The United States Senate today approved the FY 2018 Budget Resolution focused on providing Congress with the tools it needs to enact tax reform to grow America’s economy and strengthen families and small businesses. Senate Budget Committee Chairman Mike Enzi, R-Wyo., said the Senate’s Budget Resolution is focused on restrained spending and growing America’s economy through tax policies that put more money in the hands of hardworking Americans. The House of Representatives approved its version of the budget earlier this month and is expected to work with the Senate to come to an agreement on a joint concurrent budget resolution.
“This budget resolution is the first step to pro-growth tax reform, as it will provide the fiscal headroom needed for the tax-writing committees in the Senate and the House to produce tax reform legislation,” Enzi said. “Hardworking families deserve a system that works for everyone in order to provide higher wages and more jobs. Pro-growth tax reform can help U.S. businesses and their workers compete in the global marketplace, spur investment and job growth here at home, and free Americans to make their own decisions about how to spend their hard-earned money. Hardworking Americans want and deserve a more effective and efficient government. And a big part of that is making the tax code work for all American families and small businesses.”

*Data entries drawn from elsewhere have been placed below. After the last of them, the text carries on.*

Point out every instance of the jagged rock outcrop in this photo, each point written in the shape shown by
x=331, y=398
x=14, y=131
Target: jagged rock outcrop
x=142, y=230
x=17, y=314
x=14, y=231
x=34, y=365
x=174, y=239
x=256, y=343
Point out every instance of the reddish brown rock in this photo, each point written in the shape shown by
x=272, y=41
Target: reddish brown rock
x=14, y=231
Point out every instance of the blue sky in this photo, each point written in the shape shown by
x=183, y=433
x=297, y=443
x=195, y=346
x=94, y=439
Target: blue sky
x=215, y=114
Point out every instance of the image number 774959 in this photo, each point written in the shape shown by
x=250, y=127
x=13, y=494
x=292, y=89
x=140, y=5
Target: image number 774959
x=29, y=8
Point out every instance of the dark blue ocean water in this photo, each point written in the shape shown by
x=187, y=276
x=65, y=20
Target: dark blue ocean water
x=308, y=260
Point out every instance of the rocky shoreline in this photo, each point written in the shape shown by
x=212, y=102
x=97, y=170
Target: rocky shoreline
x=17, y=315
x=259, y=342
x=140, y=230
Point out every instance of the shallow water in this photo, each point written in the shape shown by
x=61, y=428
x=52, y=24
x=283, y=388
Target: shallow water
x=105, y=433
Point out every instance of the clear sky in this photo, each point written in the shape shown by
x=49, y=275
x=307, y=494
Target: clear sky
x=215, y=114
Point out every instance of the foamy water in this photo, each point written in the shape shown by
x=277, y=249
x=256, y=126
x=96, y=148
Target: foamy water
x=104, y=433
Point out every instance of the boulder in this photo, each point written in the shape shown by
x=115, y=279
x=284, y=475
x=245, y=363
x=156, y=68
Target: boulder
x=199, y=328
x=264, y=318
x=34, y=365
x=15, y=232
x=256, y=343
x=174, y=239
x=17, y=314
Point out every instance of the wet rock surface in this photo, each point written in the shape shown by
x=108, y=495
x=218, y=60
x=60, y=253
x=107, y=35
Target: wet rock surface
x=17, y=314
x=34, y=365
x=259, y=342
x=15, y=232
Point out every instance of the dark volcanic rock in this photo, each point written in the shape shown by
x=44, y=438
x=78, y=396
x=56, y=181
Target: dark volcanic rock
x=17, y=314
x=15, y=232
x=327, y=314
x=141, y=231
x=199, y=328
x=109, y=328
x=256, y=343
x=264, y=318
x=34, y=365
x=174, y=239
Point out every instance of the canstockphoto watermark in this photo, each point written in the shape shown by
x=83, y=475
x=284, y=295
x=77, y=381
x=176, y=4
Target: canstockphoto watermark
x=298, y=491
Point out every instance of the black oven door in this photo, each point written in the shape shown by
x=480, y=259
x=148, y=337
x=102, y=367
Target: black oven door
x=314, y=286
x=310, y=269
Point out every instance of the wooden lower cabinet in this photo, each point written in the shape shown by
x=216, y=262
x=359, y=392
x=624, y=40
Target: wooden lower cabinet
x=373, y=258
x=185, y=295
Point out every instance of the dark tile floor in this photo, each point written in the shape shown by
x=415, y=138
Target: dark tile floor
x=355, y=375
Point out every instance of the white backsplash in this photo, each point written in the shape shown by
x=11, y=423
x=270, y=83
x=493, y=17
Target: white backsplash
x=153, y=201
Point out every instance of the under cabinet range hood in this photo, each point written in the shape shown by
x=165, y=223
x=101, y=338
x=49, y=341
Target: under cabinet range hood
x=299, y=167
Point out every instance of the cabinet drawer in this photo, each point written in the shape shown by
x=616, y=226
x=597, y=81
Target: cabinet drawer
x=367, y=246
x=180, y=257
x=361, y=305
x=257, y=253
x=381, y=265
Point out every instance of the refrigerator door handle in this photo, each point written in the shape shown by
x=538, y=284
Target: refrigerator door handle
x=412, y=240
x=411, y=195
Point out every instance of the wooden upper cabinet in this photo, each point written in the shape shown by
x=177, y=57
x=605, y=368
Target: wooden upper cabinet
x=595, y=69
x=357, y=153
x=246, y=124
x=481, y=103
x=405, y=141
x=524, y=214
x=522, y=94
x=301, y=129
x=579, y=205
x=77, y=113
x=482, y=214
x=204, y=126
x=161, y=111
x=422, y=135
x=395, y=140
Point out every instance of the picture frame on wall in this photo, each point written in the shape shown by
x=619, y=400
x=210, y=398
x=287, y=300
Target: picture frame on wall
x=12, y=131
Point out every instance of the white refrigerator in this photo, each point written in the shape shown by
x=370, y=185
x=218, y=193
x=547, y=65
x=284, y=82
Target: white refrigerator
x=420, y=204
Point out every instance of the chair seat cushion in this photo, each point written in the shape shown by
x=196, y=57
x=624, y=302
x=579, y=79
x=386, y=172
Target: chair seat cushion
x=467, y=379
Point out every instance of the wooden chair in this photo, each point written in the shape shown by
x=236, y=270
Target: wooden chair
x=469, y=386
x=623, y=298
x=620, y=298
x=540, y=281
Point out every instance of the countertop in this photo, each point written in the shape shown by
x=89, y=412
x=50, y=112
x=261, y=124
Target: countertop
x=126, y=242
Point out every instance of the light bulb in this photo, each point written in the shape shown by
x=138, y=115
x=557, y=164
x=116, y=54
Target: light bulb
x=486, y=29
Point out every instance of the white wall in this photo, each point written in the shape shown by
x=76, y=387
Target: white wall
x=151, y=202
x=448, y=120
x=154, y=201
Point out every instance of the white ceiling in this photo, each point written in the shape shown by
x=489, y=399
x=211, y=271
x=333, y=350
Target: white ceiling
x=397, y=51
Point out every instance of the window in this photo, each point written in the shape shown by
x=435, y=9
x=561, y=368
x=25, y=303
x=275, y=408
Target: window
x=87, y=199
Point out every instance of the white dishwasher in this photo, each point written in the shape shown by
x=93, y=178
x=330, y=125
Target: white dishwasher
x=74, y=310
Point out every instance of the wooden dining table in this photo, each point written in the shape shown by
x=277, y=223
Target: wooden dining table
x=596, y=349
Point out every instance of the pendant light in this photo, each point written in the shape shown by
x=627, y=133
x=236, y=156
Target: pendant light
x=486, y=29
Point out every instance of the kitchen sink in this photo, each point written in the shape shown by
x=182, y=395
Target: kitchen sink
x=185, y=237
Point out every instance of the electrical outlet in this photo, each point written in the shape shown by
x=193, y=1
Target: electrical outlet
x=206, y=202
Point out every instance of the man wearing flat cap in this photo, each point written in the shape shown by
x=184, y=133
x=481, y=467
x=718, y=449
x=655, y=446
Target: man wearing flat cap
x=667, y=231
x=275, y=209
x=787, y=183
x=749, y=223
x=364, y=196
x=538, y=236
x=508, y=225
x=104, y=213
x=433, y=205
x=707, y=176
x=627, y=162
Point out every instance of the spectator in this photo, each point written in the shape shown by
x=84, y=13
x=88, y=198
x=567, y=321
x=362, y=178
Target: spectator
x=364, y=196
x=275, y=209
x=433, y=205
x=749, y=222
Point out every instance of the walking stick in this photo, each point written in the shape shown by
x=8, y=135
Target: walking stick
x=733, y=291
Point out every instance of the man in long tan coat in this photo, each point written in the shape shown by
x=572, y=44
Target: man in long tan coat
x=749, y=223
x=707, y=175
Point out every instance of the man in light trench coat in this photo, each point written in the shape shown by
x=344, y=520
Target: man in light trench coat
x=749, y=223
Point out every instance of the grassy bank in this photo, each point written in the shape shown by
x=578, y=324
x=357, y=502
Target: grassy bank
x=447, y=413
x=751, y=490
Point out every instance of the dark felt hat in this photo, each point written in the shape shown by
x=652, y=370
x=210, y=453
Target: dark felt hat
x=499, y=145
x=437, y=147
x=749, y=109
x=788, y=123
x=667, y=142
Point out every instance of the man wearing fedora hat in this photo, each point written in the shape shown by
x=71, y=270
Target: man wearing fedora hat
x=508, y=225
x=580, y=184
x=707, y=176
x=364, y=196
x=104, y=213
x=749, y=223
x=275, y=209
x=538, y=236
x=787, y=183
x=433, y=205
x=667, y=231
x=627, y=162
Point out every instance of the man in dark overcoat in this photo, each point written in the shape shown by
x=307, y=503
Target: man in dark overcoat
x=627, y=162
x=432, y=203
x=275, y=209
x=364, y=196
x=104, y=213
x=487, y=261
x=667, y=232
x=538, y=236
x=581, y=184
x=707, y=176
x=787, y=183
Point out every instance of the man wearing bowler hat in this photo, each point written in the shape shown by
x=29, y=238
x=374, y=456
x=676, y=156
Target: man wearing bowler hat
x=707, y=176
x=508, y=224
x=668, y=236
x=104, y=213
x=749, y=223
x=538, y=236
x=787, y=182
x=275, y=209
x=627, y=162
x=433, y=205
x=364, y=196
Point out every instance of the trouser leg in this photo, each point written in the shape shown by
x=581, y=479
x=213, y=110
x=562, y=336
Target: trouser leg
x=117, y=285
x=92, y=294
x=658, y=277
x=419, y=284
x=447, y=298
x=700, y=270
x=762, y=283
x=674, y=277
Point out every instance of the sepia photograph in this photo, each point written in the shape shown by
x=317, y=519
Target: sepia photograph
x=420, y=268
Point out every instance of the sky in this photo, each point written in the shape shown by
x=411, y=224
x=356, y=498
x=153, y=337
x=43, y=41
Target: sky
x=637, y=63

The FY 2018 Budget Resolution:
- PROVIDES a path to balance by restraining federal spending, reducing tax burdens, and boosting economic growth.
- REDUCES spending by $5.1 trillion.
- PROVIDES reconciliation instructions to spur economic growth:
- Finance Committee—$1.5 trillion for comprehensive tax reform
- Energy and Natural Resources—$1 billion in deficit reduction
- PROVIDES an on-budget surplus of $197 billion in 2027 as a result of fiscal constraint and economic growth.
- PROVIDES maximum level of regular defense funding allowed under the law—preventing sequestration cuts. The resolution includes a mechanism to adjust these levels if an agreement on revised funding levels is reached.
- REDUCES nondefense discretionary spending by $632 billion, consistent with previously agreed upon limits in the last conferenced budget resolution.
- HONORS Social Security’s off-budget status.